Cazenove yesterday refused to explain the reason for its resignation. A terse statement to the Stock Exchange was issued by the Telegraph stating that Cazenove had stepped down. Panmure Gordon, joint broker to the Telegraph with Cazenove, would continue in its role, the statement said.
Hollinger, the Canadian holding company controlled by Conrad Black, sold the 12.5 million shares on 19 May at a price of 587p to raise pounds 73m, reducing its holding from 66 per cent to 57 per cent. The placing was conducted by Cazenove with the aid of Goldman Sachs, the US investment bank.
News last Thursday that the Telegraph was to cut the price of the Daily Telegraph from 48p to 30p caused Telegraph shares to collapse to 332p at one point. After recovering a little subsequently, they closed 15p lower at 364p last night leaving those institutions that bought Hollinger's Telegraph shares with losses of pounds 27.5m.

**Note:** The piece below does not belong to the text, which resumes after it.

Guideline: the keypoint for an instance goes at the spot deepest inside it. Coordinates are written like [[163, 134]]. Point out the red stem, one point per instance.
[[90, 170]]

Mr Black has always insisted that there was no connection between the Hollinger share sale and the announcement of the price cut. Last week the Stock Exchange came to the same conclusion after an investigation.
Mr Black has also described the subsequent share price fall as a 'ludicrous over-reaction' by the City.
Although the cut in the price of the Daily Telegraph to compete with the Times, now selling at 20p, would cost a gross pounds 40m in a full year, he said he believed that up to pounds 25m of that shortfall could be recovered from reduced costs, lower tax payments and extra revenues. The impact on profits could be limited to between pounds 5m and pounds 10m, he has claimed. Sales had started to rise since the price cut and profits from the Telegraph's interests in Canada and Australia were likely to improve.
Meetings are being organised by the Telegraph with aggrieved institutional shareholders to convince them there was no connection between the share sale and subsequent price cut.
Despite Mr Black's protestations and the findings of the Stock Exchange, the resignation of Cazenove is being taken in the City as a sign of its embarrassment over the Hollinger share placing.
Cazenove, which boasts a client list of top companies out of all proportion to its low profile, owes its strong influence in City affairs to its ability to find investors prepared to purchase shares in the most trying of circumstances.
Its famous 'arm-twisting' approach on difficult placings or rights issues succeeds because institutional investors fear that if they do not agree to take shares when times are hard they may be overlooked by Cazenove when more attractive opportunities come around.
The fact that Cazenove, a partnership whose members currently include the chairman of the Stock Exchange, John Kemp-Welch, has always maintained such a low profile makes yesterday's highly public resignation all the more significant.
Resignations by brokers to companies are infrequent and are usually done with a minimum amount of publicity.